Die Ergebnisse der vergangenen BVV-Wahlen unterschieden sich nicht nur für jeden Bezirk vom Ausgang der Wahl zum Berliner Abgeordnetenhaus. Auch die Bezirke untereinander haben teilweise sehr unterschiedliche Stimmverhältnisse erreicht.
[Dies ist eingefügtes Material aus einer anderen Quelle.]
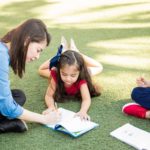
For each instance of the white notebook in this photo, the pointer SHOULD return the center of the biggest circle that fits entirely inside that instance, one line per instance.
(72, 125)
(133, 136)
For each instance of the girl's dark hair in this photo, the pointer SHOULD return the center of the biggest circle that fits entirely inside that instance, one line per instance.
(32, 30)
(73, 58)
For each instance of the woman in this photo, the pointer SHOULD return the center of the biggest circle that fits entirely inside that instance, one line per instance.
(20, 45)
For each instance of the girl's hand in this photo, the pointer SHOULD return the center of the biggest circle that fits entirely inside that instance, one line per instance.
(82, 115)
(141, 82)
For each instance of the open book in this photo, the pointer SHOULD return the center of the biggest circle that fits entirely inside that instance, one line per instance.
(133, 136)
(71, 125)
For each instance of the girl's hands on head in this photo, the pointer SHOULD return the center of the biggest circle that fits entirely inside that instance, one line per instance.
(141, 82)
(82, 115)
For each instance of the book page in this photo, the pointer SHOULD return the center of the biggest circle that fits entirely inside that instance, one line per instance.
(133, 136)
(74, 124)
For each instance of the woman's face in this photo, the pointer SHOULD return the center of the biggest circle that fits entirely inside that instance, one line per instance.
(34, 50)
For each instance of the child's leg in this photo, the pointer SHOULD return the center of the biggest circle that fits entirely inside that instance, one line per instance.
(141, 96)
(44, 69)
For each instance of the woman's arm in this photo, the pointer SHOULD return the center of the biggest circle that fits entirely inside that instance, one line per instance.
(44, 69)
(49, 118)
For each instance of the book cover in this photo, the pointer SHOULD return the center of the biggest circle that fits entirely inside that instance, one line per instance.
(71, 125)
(133, 136)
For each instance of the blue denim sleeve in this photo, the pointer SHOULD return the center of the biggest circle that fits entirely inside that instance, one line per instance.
(8, 107)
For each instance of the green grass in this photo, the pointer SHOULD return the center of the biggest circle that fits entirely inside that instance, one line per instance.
(117, 34)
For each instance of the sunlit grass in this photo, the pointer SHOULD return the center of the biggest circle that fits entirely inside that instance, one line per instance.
(115, 33)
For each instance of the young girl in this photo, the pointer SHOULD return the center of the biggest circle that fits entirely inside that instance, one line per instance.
(141, 96)
(22, 44)
(93, 66)
(70, 78)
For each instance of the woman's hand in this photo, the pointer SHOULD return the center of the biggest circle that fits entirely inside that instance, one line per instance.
(82, 115)
(50, 109)
(52, 117)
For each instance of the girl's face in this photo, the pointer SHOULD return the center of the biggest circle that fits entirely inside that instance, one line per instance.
(69, 74)
(34, 50)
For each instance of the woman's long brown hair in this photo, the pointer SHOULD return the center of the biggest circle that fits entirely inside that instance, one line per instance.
(32, 30)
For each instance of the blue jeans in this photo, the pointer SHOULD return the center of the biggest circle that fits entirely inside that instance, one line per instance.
(141, 96)
(19, 97)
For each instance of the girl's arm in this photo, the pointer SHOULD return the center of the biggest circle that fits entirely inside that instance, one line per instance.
(86, 102)
(44, 69)
(49, 100)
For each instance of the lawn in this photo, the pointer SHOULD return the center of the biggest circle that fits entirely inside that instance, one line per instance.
(116, 33)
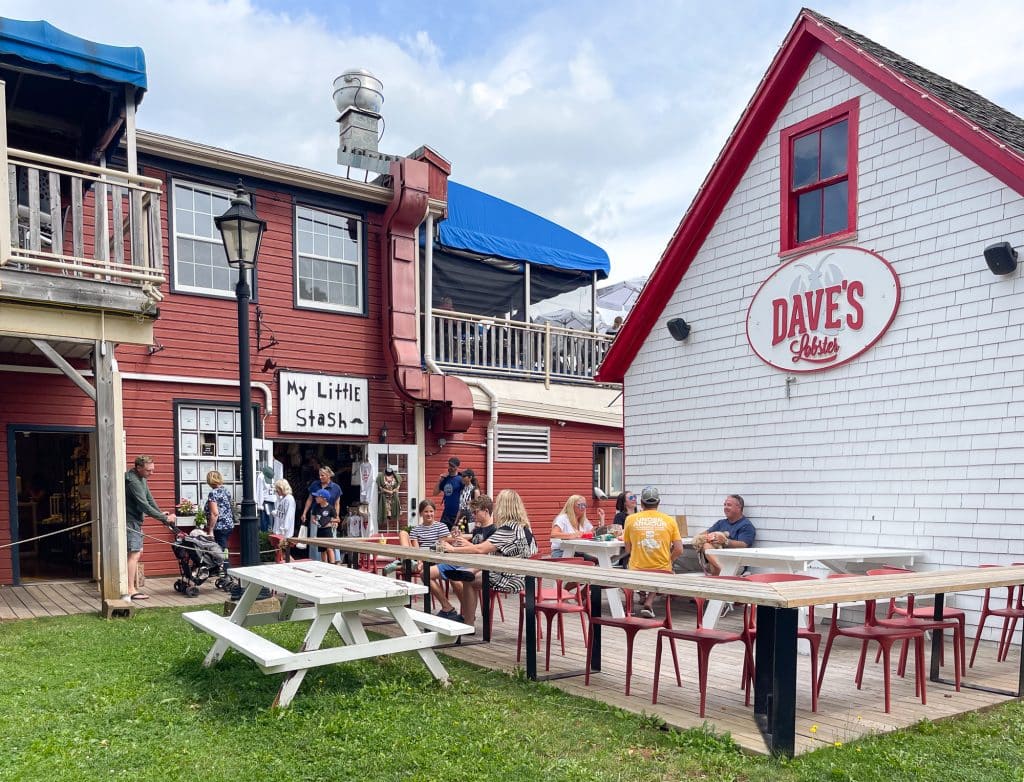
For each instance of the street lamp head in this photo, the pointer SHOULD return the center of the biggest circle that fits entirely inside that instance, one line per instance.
(241, 230)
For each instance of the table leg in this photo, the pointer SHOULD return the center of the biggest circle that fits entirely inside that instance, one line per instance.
(529, 617)
(314, 637)
(614, 595)
(410, 627)
(713, 609)
(239, 617)
(775, 678)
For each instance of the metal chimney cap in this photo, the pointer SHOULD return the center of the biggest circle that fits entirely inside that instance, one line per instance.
(357, 88)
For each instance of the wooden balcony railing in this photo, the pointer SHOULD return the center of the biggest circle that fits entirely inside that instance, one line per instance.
(472, 344)
(75, 219)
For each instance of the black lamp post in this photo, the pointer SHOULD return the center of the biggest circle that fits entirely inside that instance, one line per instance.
(242, 230)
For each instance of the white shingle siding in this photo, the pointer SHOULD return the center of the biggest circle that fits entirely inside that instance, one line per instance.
(919, 441)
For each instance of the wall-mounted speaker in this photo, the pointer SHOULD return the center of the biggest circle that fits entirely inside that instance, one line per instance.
(680, 330)
(1000, 257)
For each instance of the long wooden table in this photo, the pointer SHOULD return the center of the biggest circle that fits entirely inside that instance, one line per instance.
(793, 559)
(777, 606)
Die BVV wird immer gemeinsam mit dem Berliner Abgeordnetenhaus gewählt, ist also an die Wahlperiode von fünf Jahren gekoppelt. Endet die Wahlperiode des Abgeordenetenhauses früher, etwa durch vorzeitige Auflösung, so endet die Wahlperiode der BVVen automatisch ebenfalls vorzeitig.
Nein. Die Fünf-Prozent-Hürde wurde bei BVV-Wahlen durch ein Urteil des Berliner Landesverfassungsgerichts für verfassungswidrig erklärt. Das Abgeordetenhaus führte daraufhin eine Drei-Prozent-Hürde ein, die bis heute gilt.
Anders als bei den Wahlen zum Berliner Abgeordnetenhaus dürfen bei den BVV-Wahlen nicht nur deutsche Staatsangehörige wählen, sondern auch Menschen aus EU-Mitgliedsstaaten mit gemeldetem Wohnsitz in Berlin. Seit Oktober 2005 beträgt das Mindestalter 16 und nicht wie sonst 18 Jahre.
Die Bezirksverordentenversammlung wird in allgemeiner, gleicher, geheimer und direkter Wahl gewählt. Wählende haben eine Stimme. Es handelt sich um eine Verhältniswahl. Das heißt, dass die Mandate nach dem Verhältnis der abgegebenen Stimmen auf die Parteien verteilt werden. Eine Direktwahl gibt es nicht.